In dangerous atmospheres, a basic requirement consists in using instrumentation that do not generate sparks. For this purpose, useful requirements are outlined in the ATEX Directive. On this point, functional safety raises a basic issue: it is no longer sufficient to equip safety systems with the most suitable instrumentation. It is also appropriate to equip safety systems with reliable instrumentation, capable of ensuring the performance of safety functions over time.

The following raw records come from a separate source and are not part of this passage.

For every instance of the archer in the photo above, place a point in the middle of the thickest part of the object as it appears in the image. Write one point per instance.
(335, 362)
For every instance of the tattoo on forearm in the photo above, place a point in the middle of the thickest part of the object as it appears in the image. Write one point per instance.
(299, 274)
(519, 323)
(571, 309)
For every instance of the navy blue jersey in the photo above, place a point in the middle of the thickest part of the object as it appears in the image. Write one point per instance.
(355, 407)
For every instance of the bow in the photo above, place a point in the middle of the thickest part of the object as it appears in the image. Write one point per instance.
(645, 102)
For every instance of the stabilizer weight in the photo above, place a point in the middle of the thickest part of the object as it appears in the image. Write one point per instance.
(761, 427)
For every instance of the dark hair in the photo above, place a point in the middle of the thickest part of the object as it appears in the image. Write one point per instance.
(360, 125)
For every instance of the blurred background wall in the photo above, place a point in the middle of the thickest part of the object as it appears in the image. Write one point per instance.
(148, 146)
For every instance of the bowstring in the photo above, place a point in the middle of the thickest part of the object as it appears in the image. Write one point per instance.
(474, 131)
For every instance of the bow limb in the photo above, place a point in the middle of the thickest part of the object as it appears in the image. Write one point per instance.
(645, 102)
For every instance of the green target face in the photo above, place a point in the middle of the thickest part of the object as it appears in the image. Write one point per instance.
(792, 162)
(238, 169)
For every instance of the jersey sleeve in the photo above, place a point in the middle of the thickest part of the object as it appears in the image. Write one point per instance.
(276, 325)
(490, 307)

II. IEC 61511 contribution

A. Safety Instrumented Systems

According to IEC 61511, an international standard for the process industry, to prevent accidents it is appropriate to introduce several Independent Protection Layers (IPL) to protect the equipment under control. In addition to Basic Process Control Systems (BPCS) and alarms, IEC 61511 strongly recommends the adoption of Safety Instrumented Systems (SIS), suitable for bringing the process to safe conditions in case of other layers malfunction.

In its simplest architecture, a SIS includes at least one sensor, a logic unit and an actuated valve which represents its final element.

B. Safety by Design

To keep process plants under control, the process variables have to be constantly monitored. Most of the measurement techniques involve the use of components exposed to the process. It is, therefore, required to use components not only suitable for the process, but also capable of withstanding severe process conditions.

This concept, known as “Safety by Design”, leads to particularly accurate designs. Sensors suitable for Safety Instrumented Systems have to be designed to reduce dangerous failures, not immediately detectable, through an internal diagnostic coverage (failure avoidance).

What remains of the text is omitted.